More support for this hypothesis comes from the nature of the background gravitational wave hum that scientists announced in 2023. It was measured by pulsar timing and the waves displayed a softening at low frequencies. According to Alonso-Álvarez, their model predicts this phenomenon, lending credence to their work.
“A prediction of our proposal is that the spectrum of gravitational waves observed by pulsar timing arrays should be softened at low frequencies,” said co-author Professor James Cline from McGill University and the CERN Theoretical Physics Department in Switzerland. “The current data already hint at this behavior, and new data may be able to confirm it in the next few years.”
This research reaches beyond SMBH mergers to the nature of dark matter itself. The self-interactions the researchers modelled can help explain the shape of dark matter haloes around galaxies.
“Our work is a new way to help us understand the particle nature of dark matter,” said Alonso-Álvarez. “We found that the evolution of black hole orbits is very sensitive to the microphysics of dark matter and that means we can use observations of supermassive black hole mergers to better understand these particles.”
“Despite astrophysical uncertainties about their detailed nature, there is no doubt that dark matter spikes exist around supermassive black hole binaries and thus contribute to the dynamical friction accelerating the decay of their orbit,” the authors write in the conclusion of their paper.

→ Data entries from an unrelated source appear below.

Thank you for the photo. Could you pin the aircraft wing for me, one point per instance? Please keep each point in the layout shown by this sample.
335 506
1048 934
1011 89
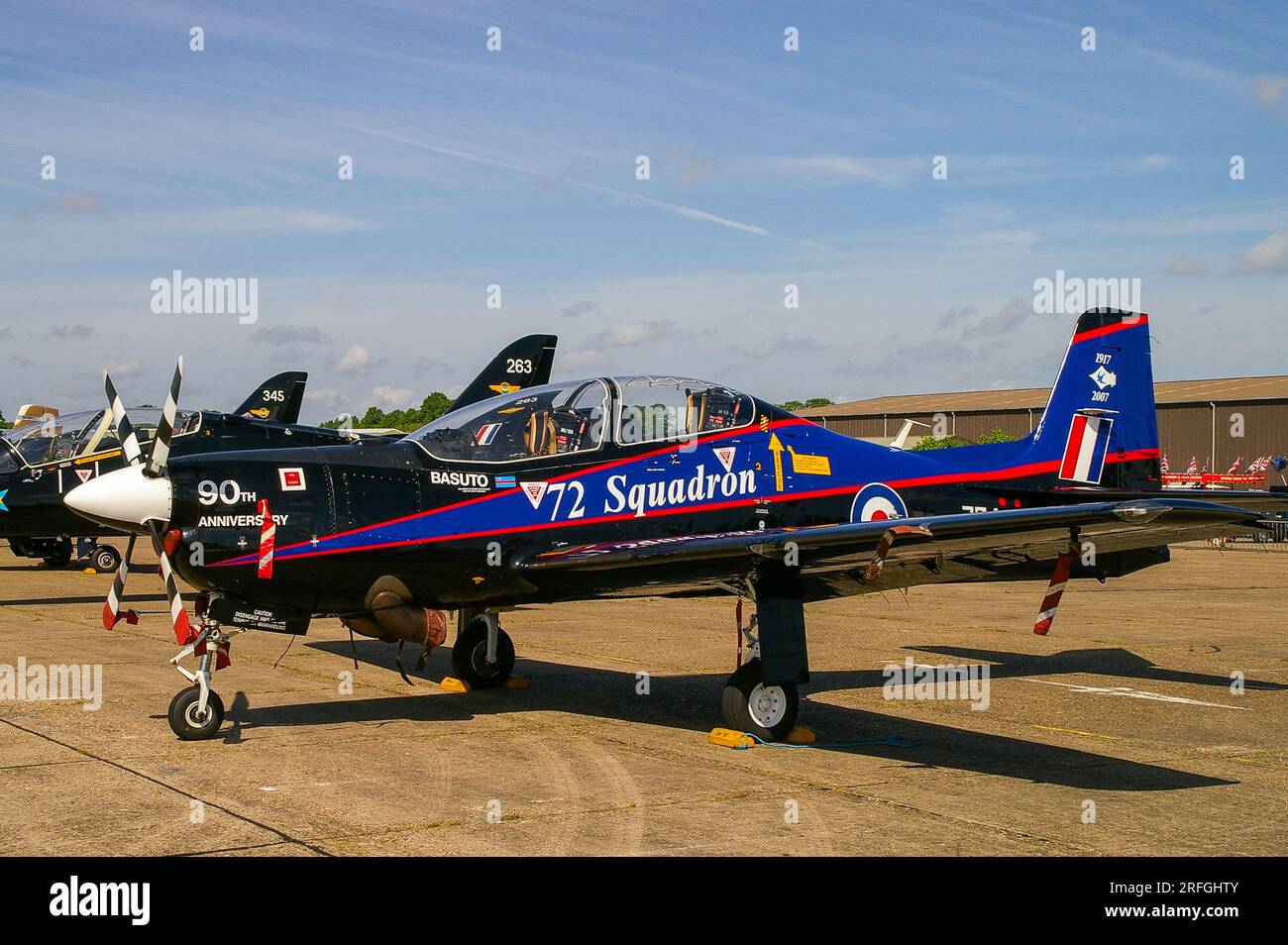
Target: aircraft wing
1003 537
1273 499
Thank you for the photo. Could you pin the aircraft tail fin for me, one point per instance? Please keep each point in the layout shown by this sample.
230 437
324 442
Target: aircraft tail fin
277 399
523 364
1100 426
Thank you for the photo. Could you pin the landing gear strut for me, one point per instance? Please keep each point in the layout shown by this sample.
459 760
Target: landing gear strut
483 653
750 704
197 712
104 559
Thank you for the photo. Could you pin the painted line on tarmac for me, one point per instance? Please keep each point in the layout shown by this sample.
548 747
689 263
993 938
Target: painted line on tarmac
1137 694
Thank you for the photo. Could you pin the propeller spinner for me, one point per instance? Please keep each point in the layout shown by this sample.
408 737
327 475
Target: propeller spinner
137 498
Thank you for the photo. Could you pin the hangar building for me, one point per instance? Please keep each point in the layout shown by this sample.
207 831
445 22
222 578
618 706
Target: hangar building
1196 419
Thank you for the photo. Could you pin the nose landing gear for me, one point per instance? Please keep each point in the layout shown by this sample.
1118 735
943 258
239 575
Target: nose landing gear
197 712
483 653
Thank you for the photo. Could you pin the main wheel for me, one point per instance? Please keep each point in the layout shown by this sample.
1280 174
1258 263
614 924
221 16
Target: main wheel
469 657
104 559
188 722
59 554
750 705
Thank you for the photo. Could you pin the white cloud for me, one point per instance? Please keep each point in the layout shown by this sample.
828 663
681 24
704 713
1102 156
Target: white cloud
323 396
635 334
355 361
576 361
1185 265
1267 257
125 368
1270 89
835 167
394 396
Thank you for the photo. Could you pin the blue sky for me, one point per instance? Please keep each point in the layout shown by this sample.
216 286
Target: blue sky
516 167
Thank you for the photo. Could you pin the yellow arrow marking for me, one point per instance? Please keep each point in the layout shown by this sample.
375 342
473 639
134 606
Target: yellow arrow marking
809 464
776 447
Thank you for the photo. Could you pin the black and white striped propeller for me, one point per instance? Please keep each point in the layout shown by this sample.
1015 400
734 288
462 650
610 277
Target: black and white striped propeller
153 468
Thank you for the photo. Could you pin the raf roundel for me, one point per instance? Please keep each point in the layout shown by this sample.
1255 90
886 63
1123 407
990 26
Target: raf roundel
877 502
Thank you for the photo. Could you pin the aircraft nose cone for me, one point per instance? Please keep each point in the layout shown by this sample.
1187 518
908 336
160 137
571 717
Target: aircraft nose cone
123 498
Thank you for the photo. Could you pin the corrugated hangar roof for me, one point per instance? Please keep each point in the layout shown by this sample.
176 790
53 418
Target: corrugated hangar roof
1220 389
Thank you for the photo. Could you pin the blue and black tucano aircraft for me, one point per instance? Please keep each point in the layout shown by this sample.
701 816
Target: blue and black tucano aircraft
655 485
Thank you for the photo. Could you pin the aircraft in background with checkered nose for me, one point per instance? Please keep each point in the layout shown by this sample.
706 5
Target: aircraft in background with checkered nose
655 485
48 454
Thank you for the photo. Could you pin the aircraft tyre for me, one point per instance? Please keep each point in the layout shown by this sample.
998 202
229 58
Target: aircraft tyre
185 718
750 705
469 657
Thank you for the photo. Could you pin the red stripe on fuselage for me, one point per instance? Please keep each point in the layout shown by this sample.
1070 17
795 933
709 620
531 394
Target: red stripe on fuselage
941 479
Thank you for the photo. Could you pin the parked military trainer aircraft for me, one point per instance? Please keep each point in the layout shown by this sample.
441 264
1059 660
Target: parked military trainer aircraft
655 485
40 463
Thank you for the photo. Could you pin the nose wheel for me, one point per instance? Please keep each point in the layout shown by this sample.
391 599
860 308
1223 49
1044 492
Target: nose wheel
483 653
189 720
197 711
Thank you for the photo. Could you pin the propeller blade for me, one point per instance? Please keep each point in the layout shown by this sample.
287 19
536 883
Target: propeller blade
178 615
112 606
121 421
165 428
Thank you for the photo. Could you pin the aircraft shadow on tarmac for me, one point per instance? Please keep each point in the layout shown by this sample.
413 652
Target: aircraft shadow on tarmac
89 599
688 703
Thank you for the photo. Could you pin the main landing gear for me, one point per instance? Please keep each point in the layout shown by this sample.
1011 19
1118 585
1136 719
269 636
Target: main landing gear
483 653
748 704
197 711
760 696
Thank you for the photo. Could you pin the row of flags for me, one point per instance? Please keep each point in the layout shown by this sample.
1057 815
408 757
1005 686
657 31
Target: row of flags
1260 465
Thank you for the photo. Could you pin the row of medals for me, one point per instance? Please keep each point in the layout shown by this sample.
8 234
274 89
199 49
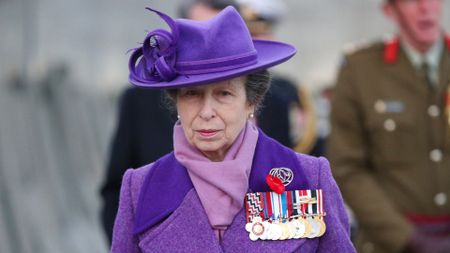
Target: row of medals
296 228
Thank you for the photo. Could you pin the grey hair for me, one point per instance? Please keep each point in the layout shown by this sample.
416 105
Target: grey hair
256 87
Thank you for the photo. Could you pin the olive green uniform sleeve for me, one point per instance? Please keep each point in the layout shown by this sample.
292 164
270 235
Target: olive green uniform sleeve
348 151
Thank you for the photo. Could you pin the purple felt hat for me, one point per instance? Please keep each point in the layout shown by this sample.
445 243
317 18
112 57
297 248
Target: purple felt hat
202 52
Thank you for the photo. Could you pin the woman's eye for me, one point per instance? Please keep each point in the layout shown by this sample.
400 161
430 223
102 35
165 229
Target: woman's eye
225 93
190 93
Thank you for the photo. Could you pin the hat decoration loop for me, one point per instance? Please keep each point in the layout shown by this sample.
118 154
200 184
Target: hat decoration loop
157 56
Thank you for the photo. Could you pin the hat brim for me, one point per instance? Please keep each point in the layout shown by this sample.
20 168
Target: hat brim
270 53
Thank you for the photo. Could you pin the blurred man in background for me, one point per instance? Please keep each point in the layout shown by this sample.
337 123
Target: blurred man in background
390 139
287 114
145 125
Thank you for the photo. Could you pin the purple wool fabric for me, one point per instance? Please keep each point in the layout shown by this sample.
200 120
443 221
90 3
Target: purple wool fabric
202 52
221 186
177 221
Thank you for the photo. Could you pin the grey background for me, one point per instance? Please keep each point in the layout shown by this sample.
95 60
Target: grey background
63 64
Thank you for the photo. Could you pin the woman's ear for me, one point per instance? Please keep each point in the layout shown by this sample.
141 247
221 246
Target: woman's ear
388 10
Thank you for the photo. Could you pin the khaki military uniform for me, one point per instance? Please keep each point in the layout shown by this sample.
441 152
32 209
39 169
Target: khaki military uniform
390 145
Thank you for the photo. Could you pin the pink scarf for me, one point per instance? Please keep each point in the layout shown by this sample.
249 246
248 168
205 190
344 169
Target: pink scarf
221 186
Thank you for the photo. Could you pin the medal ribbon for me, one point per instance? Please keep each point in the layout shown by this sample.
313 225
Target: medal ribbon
271 205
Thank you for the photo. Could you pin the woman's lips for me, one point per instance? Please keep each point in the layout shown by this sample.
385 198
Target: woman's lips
207 132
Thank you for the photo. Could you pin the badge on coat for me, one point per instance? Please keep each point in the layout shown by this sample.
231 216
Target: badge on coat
282 215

“We found that the final parsec problem can only be solved if dark matter particles interact at a rate that can alter the distribution of dark matter on galactic scales,” said Alonso-Álvarez. “This was unexpected since the physical scales at which the processes occur are three or more orders of magnitude apart. That’s exciting.”
The excellent article seem to cover all the pertinent points. But there is recent context that makes the work itself even more pertinent.

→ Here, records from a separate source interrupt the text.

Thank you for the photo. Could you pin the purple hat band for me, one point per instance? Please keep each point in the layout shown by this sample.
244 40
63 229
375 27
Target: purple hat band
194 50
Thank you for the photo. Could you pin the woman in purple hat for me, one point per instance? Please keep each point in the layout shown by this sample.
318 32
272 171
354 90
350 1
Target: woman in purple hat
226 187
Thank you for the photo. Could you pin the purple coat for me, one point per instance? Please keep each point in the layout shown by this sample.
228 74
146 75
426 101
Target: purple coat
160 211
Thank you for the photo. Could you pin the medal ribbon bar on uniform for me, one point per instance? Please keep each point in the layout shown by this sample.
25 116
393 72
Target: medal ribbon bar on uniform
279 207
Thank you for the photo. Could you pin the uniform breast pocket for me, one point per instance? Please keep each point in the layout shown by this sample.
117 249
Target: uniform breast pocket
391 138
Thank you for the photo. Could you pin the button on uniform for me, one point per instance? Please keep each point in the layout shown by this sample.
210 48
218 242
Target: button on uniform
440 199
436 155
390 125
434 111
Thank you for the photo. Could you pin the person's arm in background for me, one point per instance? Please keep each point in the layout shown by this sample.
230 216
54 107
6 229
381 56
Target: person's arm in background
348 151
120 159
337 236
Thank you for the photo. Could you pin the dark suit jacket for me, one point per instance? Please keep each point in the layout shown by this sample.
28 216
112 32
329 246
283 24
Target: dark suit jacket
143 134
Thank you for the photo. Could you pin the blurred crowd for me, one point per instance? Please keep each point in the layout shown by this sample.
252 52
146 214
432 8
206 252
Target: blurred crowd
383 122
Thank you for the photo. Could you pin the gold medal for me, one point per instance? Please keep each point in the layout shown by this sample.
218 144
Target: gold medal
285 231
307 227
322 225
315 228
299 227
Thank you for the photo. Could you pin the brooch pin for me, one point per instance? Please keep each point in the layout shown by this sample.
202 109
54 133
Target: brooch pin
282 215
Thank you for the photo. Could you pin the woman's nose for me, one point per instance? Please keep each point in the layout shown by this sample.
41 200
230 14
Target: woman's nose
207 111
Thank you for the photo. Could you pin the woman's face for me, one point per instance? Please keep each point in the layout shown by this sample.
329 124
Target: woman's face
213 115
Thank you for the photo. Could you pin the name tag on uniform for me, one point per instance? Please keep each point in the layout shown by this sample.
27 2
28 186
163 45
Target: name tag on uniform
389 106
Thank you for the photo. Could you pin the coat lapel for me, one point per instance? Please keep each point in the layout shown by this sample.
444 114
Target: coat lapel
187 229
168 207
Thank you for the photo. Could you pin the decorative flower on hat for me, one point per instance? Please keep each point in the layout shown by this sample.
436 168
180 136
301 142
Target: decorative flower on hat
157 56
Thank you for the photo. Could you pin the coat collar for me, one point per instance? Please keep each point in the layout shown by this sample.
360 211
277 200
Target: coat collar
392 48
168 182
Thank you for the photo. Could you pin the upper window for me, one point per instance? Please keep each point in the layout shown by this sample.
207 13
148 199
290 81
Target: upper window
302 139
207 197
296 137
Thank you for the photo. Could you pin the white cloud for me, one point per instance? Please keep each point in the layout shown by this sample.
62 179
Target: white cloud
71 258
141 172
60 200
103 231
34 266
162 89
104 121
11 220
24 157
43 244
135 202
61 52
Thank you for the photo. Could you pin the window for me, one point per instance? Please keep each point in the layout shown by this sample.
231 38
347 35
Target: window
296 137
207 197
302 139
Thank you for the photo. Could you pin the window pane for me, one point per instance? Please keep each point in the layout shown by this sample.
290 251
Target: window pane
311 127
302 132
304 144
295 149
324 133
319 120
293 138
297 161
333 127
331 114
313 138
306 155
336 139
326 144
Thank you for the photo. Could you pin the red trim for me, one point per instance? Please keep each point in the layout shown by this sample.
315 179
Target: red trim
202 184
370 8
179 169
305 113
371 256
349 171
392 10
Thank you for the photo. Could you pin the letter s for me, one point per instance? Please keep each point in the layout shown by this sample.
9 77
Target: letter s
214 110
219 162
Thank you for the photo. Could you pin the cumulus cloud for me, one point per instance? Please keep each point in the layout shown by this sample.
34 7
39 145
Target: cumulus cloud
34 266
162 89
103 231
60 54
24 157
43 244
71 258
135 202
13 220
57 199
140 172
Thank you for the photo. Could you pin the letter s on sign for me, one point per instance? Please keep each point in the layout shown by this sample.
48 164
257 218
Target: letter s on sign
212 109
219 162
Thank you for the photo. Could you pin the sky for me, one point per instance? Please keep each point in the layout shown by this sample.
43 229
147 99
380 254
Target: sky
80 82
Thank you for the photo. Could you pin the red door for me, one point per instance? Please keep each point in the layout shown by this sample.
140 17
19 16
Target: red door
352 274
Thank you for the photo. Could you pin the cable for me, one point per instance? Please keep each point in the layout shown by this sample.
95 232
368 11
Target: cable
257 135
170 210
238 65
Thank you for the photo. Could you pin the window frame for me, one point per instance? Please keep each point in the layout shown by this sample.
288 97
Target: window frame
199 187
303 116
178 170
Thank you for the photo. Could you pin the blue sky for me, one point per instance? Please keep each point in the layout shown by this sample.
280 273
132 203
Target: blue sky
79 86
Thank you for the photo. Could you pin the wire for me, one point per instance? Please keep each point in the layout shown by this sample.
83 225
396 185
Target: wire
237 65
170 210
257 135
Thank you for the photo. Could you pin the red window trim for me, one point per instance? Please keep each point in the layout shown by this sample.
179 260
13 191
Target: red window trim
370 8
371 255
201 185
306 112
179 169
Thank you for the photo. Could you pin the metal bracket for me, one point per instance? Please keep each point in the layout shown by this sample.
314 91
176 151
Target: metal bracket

The simpler CDM model makes a better fit to observations on cosmological scales. But as the article notes here they show for the first time that the more particle physics generic SIDM provides a better fit to pulsar timing array data of the gravitational wave background from mergers, while avoiding conflict with other data.
So that is promising, combined with the recent find that black hole mergers is a part of a most likely and robust self consistent model dynamically generated pathway for early galaxy supermassive black holes. Supermassive black holes are now observed to have formed with early galaxies and then have been a more significant part of galaxy mass. The heavy seed and superEddington growth scenario seems both robustly observed by self consistent models now. [From Seeds to Supermassive Black Holes: Capture, Growth, Migration, and Pairing in Dense Protobulge Environments, Yanlong Shi et al 2024 ApJL 969 L31.] This pathway to formation would conveniently explain both how gas clouds magnetic fields are collected to strong fields and then how they can dominate over thermal forces allowing for superEddington growth in dense clouds. It may even explain the mysterious red dots:
“The late-stage system appears remarkably similar to recently observed high-redshift “little red dots.” This scenario can provide an explanation for rapid SMBH formation, growth, and mergers in high-redshift galaxies.”

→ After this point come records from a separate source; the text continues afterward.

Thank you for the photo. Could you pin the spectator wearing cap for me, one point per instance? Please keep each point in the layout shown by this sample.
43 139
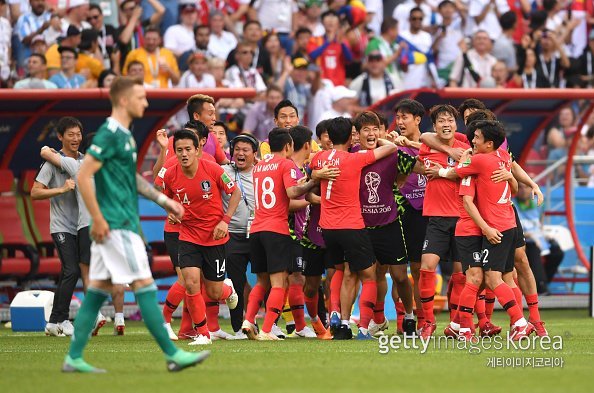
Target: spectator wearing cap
90 61
67 78
385 44
260 118
179 38
485 16
107 37
504 48
76 15
376 83
160 65
447 38
343 102
244 74
72 40
221 42
197 76
475 64
36 66
131 31
329 50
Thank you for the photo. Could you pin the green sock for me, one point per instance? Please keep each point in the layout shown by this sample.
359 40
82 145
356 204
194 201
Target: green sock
85 321
146 298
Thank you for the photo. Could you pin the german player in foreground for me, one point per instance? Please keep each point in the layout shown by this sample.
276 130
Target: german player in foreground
341 220
271 247
118 254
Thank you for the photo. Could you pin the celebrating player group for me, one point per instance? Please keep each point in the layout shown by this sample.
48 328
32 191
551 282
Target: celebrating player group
320 223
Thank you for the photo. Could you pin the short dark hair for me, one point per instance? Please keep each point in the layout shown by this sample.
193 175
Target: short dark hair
321 128
492 131
300 135
278 138
507 20
66 123
185 134
196 102
365 118
471 103
436 110
387 24
283 104
412 107
340 130
199 127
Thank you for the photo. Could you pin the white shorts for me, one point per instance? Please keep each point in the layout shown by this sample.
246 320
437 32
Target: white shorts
121 258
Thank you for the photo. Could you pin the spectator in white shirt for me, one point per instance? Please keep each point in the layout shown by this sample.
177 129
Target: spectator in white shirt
475 64
221 42
197 76
180 38
485 15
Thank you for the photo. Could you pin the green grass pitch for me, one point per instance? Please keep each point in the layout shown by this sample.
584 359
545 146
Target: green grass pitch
30 362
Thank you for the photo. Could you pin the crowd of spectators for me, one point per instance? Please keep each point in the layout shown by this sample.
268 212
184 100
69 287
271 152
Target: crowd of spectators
327 57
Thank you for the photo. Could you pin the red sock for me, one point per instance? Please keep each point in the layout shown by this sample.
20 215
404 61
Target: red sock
427 290
197 310
479 308
174 297
378 312
186 322
367 302
400 311
489 303
212 312
254 301
274 308
466 305
458 281
532 301
312 305
506 298
335 286
296 301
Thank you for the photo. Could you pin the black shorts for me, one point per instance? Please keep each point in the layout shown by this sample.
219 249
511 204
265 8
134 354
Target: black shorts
440 239
520 239
84 245
500 257
171 240
271 252
316 261
388 243
211 259
470 249
414 227
350 245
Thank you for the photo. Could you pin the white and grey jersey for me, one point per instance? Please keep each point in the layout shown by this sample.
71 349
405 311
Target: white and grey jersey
63 208
245 183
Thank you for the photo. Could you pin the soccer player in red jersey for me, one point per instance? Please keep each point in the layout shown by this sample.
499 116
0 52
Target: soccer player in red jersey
442 206
198 185
341 221
275 184
494 214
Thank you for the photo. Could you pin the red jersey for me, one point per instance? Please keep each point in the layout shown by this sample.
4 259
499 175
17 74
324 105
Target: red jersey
441 195
171 161
272 176
493 200
201 199
466 225
341 205
219 154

Moreover, the star massed seed growth and merger path in early dense gas clusters is consistent with other black hole formation pathways and much more likely than direct collapse scenarios.
“The formation of [dynamically generated heavy] seeds is 100,000 times more likely than heavy seeds produced via direct collapse and are therefore more likely to explain the overall MBH population.”
[The seeds that formed the garden of massive black holes, Pranav Satheesh, Astrobites, Jun 14, 2024.]